You're spot-on otherwise.

So these bulk scanners exist, and the issue is a solved problem, but none of the "root" repos for the popular language stacks are using them?

It seems that Microsoft has built an internal tool that runs such a scan on NuGet (https://devblogs.microsoft.com/nuget/how-to-scan-nuget-packa...), at least against your individual app's packages. (That would be a very rare h/t to Microsoft from me.)

EDIT: Apparently, you can also do this with npm packages (https://docs.npmjs.com/auditing-package-dependencies-for-sec...). I don't see any facility to do this with Ruby gems.

It looks like the common practice would be to outsource the issue database to GitHub, and let whatever scanner you're using cross-reference that list?
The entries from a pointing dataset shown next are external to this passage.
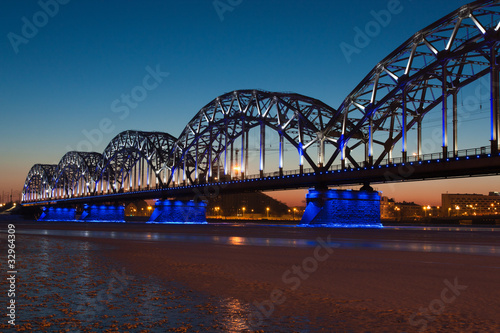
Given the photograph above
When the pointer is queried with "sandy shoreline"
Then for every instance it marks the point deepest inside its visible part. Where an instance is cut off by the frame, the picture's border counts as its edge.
(338, 290)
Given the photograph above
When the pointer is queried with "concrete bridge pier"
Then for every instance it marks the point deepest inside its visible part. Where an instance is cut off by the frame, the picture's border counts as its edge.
(342, 208)
(103, 213)
(57, 214)
(179, 212)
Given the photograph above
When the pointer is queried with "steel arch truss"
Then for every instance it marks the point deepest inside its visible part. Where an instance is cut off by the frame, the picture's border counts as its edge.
(419, 76)
(39, 182)
(204, 150)
(77, 174)
(135, 160)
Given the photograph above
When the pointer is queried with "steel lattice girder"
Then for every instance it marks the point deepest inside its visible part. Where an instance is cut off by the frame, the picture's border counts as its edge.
(452, 52)
(75, 166)
(301, 120)
(39, 179)
(398, 92)
(125, 150)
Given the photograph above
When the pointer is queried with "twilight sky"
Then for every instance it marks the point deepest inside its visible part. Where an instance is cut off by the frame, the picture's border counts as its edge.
(65, 73)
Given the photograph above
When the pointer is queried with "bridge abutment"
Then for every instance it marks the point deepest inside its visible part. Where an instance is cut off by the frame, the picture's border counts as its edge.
(103, 213)
(179, 212)
(342, 209)
(57, 214)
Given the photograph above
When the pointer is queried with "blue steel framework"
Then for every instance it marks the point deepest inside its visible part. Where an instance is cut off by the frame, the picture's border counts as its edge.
(419, 76)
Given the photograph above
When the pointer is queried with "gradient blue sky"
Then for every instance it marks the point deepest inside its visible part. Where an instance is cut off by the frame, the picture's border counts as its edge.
(64, 80)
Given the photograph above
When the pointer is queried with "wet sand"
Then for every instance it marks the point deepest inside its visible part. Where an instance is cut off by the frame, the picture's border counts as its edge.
(325, 287)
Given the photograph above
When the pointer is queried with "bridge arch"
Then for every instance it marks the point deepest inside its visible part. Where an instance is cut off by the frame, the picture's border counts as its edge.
(77, 174)
(205, 150)
(39, 182)
(421, 76)
(135, 160)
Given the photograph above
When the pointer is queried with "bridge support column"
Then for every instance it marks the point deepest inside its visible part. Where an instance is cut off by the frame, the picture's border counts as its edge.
(103, 213)
(179, 212)
(495, 103)
(342, 209)
(57, 214)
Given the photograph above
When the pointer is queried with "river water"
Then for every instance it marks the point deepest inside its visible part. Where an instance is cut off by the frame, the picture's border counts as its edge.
(65, 285)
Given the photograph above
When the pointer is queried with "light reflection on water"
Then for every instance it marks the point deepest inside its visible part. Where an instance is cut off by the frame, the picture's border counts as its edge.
(60, 276)
(395, 245)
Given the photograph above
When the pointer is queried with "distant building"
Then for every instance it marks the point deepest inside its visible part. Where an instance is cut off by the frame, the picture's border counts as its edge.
(470, 204)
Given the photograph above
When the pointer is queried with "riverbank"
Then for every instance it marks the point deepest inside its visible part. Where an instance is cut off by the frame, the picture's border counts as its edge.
(333, 288)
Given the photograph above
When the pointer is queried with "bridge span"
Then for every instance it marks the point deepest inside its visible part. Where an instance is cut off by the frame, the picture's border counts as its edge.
(250, 140)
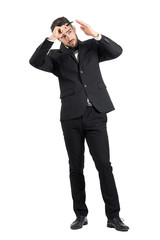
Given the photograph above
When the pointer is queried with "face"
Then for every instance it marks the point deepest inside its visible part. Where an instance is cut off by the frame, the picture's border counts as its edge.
(69, 37)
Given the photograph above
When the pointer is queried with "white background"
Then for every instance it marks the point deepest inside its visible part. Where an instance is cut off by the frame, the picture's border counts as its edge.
(35, 201)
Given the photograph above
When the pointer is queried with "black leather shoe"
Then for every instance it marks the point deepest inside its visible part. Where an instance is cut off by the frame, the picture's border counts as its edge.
(79, 222)
(117, 224)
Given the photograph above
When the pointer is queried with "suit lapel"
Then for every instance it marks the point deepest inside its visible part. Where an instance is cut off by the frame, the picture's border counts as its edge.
(66, 50)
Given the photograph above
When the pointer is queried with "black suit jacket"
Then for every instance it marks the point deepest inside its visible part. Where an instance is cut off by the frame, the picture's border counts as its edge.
(77, 80)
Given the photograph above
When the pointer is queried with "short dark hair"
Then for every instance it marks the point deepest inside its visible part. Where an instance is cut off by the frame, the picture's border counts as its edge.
(59, 22)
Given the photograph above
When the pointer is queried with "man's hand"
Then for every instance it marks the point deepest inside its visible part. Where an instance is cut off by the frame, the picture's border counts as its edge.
(87, 29)
(58, 32)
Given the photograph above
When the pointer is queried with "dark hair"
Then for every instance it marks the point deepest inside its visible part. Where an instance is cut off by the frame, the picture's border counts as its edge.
(59, 22)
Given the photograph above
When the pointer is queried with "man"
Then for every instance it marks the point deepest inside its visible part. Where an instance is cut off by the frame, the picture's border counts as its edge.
(85, 102)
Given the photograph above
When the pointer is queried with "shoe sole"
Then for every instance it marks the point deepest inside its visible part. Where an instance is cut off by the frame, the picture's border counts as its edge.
(121, 230)
(85, 223)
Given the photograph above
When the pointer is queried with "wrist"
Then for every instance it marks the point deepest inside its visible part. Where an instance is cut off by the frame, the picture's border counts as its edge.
(51, 38)
(95, 35)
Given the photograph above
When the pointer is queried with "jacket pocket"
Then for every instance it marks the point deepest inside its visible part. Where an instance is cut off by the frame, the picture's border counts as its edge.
(101, 85)
(66, 92)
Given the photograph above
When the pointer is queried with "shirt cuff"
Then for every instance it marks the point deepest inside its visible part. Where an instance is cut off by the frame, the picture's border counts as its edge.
(50, 40)
(99, 37)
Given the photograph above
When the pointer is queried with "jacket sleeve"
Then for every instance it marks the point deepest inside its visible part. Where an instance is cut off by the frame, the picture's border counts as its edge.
(41, 59)
(107, 49)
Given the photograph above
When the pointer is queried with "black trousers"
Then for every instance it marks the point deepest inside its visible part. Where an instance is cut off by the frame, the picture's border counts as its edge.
(92, 127)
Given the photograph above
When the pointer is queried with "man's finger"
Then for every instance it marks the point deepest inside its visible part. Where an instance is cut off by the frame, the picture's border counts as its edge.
(81, 22)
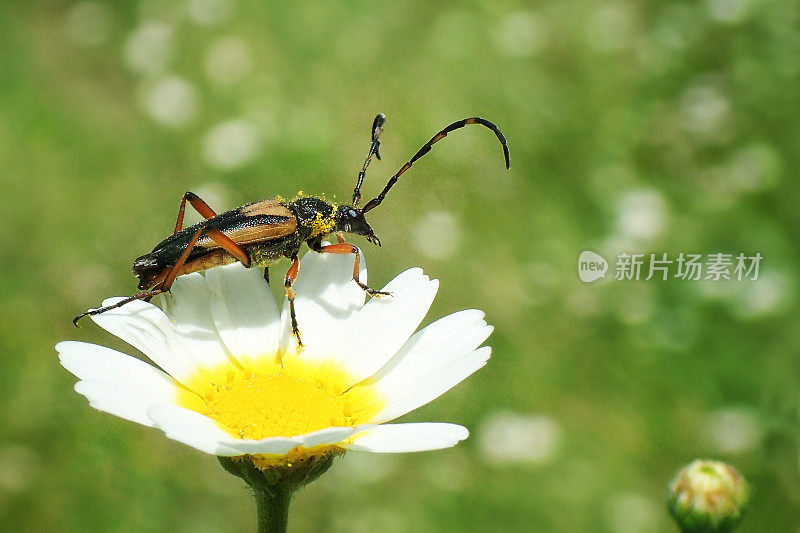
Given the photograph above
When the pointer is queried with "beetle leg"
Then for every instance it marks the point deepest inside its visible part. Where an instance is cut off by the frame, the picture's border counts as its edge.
(162, 287)
(199, 205)
(229, 245)
(291, 276)
(141, 296)
(347, 248)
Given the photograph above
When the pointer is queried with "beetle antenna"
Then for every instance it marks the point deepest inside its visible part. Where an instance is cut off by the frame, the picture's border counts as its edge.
(377, 129)
(375, 202)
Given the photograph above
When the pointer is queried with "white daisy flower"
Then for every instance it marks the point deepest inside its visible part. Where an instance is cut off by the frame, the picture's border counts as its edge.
(230, 380)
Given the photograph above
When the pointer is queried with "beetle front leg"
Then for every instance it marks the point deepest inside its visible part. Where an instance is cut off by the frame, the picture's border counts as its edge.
(347, 248)
(291, 276)
(199, 205)
(164, 286)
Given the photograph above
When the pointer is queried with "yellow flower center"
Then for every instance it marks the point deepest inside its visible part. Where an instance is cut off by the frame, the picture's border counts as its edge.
(265, 398)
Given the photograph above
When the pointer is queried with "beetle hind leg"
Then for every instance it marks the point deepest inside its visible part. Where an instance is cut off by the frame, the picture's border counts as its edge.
(291, 276)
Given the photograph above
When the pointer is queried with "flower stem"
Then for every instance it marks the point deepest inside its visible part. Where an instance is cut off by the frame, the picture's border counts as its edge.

What happens when it finds a reported problem? Does it automatically delete that mirrored package, and/or block it from being downloaded or used from the on-prem repo?

This is all new to me, and has helped put this in context, but what actual software are you talking about using for analysis?

EDIT EDIT: Running `yarn audit` in my main Rails app (just using webpacker to bundle the JS):

    97 vulnerabilities found - Packages audited: 1074
    Severity: 2 Low | 34 Moderate | 52 High | 9 Critical
I just did a `yarn upgrade` about a week ago, so it's not like I'm completely out of date. What would a centrally-managed SCA do about this situation?
> So these bulk scanners exist, and the issue is a solved problem, but none of the "root" repos for the popular language stacks are using them?

I could talk at length about this; unfortunately, I'm on my phone with a shotty connection.

The tl;dr is that companies like Snyk make money by requiring companies to pay to check for vulnerabilities once they've been downloaded. There's not necessarily anything wrong with that, but a philanthropic company could make things significantly safer for everyone if they weren't concerned about making money. Initiatives like the OSSF will hopefully have a positive impact, for this reason.

You need money to staff people with security knowledge that constantly keeps product up to date with latest malicious signatures in all codebases.

This is why only commercial company can build a great product. The constant cat and mouse game between threat actors and defenders/researchers. Every new malware/trojan/cryptominer strain needs to be found, identified, signature written, and all clients need tk get latest signatures asap, and product has to work flawlessly with as few false positives as possible

And that kids is how it looks when security team just sits in their ivory tower and shits on everyone else in name of security theathre they're paid to play

> Overnight, all our builds (run on-prem) fail because npm install, pip install etc fail and we spent a long time trying to figure it out. They are still failing to this day and I have to get off the VPN every time I need to run these simple commands. IT absolutely doesn't give a flying ** about developers.

Add their cert to system store ? Won't help inside containers tho... without much fuckery

You are not supposed to mess with certificates inside containers.

Security team should have provided you with golden image with hardened config, latest patches installed, and corporate certs installed in certificate store.

If they didnt, they aint doing correct DevSecOps/SecDevOps or whatever the fancy term is for integrating security within development team.

It is a big red flag that any developer can pull whatever image for container running in production, possibly with unpatched vulnerabilities and loose config and ports open, and running with root privileges, etc.

Usually stuff has to be vetted and checked prior to being deployed in production environment

> Add their cert to system store?

That's the fun part: every technology and tool has its own bespoke way of handling certificates, and it often isn't as simple as adding a certificate to the system store.

Why not? Just mount a volume with certs and you're good to go. In every container, of course.